Apple Inc. Ordered to Pay $2 Million to Settle Lawsuit over Pay, Meal and Rest Periods


San Diego, CA: A lawsuit that appeared to fly under the radar last year in spite of involving what is considered one of the largest corporations in the world, resulted in an order for Apple Inc. to pay $2 million to class participants in a class action lawsuit alleging missed meal breaks, rest periods and failure to pay employees in a timely manner. Meal breaks and rest periods are mandated by California law as a means to ensure employees are well rested and nourished, and not overcome by working too many hours at a time without pause for food and rest, potentially leading to an unsafe situation. The California Division of Labor Enforcement is one such branch of the California legislative authority mandating employers, small and large, to look out for the rights, and wellbeing of their employees.

According to an online report by CNN tech (12/15/16), the lawsuit was filed in 2011 by four individuals employed by Apple in San Diego.

Plaintiffs were identified as Joseph Lane Carco, Ramsey Hawkins, Ryan Goldman and Brandon Felczer, the latter serving as the lead plaintiff in what evolved to a class action lawsuit when the case was granted class certification in 2013 (Felczer et al v. Apple Inc., Case No. 37-2011-00102593, in the Superior Court of the State of California, San Diego).

The plaintiffs asserted that Apple denied them of their rights as entrenched in California labor law. Those statutes require that employers provide hourly workers a 30 minute meal period when toiling more than five hours a day. Employers are also required to provide 10 minute rest breaks for every four hours worked.

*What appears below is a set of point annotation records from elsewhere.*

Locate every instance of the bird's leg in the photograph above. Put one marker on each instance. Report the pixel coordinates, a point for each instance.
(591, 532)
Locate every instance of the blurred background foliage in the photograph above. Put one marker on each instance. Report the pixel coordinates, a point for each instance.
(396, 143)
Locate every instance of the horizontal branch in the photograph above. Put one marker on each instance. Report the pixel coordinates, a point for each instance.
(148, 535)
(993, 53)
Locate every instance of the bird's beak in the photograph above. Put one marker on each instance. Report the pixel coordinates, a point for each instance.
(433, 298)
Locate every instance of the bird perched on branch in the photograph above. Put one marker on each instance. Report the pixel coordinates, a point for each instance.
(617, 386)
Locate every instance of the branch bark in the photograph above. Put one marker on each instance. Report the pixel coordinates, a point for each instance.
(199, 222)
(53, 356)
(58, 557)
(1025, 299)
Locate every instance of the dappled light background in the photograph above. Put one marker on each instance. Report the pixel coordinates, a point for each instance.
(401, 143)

Plaintiffs asserted that Apple dropped the ball on this, although CNN tech noted that Apple made changes to their scheduling policy in 2012 – the year after the lawsuit was initially brought, and the year before the lawsuit was certified as a class action.

According to the Court record associated with the lawsuit, Apple also stood accused of “failure to furnish accurate itemized wage statements, and failure to timely pay wages on the end of employment,” amongst other allegations.

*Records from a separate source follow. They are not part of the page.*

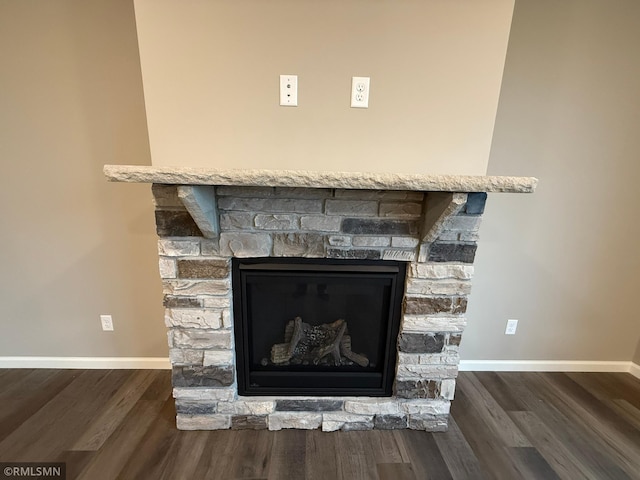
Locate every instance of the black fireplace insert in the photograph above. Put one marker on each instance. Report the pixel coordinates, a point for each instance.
(316, 326)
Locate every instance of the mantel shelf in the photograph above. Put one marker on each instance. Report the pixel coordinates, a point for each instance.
(316, 179)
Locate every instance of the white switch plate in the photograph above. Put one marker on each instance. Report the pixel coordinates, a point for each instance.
(107, 323)
(360, 92)
(289, 90)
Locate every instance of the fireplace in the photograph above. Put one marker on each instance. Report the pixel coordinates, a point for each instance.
(315, 226)
(316, 326)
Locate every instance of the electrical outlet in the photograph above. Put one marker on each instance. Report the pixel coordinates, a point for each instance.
(360, 92)
(107, 323)
(288, 90)
(512, 326)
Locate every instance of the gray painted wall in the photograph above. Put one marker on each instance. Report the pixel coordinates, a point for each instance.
(72, 245)
(564, 261)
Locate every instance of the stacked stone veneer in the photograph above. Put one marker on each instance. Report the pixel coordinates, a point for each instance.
(321, 223)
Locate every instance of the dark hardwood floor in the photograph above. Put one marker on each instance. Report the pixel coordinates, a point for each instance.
(119, 424)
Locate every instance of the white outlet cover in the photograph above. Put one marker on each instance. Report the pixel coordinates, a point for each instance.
(107, 323)
(288, 90)
(360, 92)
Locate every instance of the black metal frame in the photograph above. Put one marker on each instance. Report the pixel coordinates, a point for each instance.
(303, 380)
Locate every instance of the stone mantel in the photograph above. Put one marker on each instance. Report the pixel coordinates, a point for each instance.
(207, 217)
(315, 179)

California observes strict guidelines as to when employees are to receive their final wages, according to provisions in California Labor Code Sections 201, 201.5, 202, 208, and 227.3 amongst others applicable to various situations.

To the allegation of failure to timely pay wages at the end of employment, Court documents show that lead plaintiff Felczer ended his employment with Apple on November 23, 2011. Felczer, according to documents, provided more than 72 hours advance notice as to when he intended to end his association with the employer. It should be noted that in California, there is no requirement for an employee to provide advance notice of intent to leave a job.

The lawsuit noted that Felczer was provided with his final check two days after ending his employment, with said check provided November 25, 2011. California Labor Code Section 202 requires that an employee who gives at least 72 hours’ notice and leaves on the day noted in his resignation, must receive all final wages on that day.

Four days after that, on November 29, Apple was accused of paying Felczer an inadequate amount of waiting time penalties.

There were other examples of alleged delays over issuing final wages. Plaintiff Carco, according to Court documents, resigned from Apple’s employ on, or about June 20, 2008. Court documents associated with the lawsuit suggest Carco did not receive his final paycheck until July 1 of that year. California Labor Code Section 202 stipulates that employees who don’t give advance notice must receive their final wages within 72 hours.

Plaintiff Goldman’s employment was terminated by Apple on January 11, 2011. The lawsuit asserts Goldman’s final check was not drafted until February 4, 2011 and not received by the plaintiff until February 7 of that year. According to California Labor Code Sections 201 and 227.3, “an employee who is discharged must be paid all of his or her wages, including accrued vacation, immediately at the time of termination.”

CNN tech reported that Apple did not immediately respond to a request for comment.

The Division of Occupational Safety and Health for the State of California is but one example of State governance with a mandate to keep employees safe, and to maintain a healthy work environment that doesn’t put the employee at undue risk under Title Eight of the California Code of Regulations.

However, the arm of governance which enforces areas such as meal breaks and rest periods falls under the mandate of the Division of Labor Standards Enforcement (DLSE), under the umbrella of the Office of the California Labor Commissioner. To that end, DLSE regulations cover areas of workplace law that are not site-specific, such as access to rest periods and meal breaks, and wage and hour issues.

The lawsuit was centered on issues within the jurisdiction of DLSE.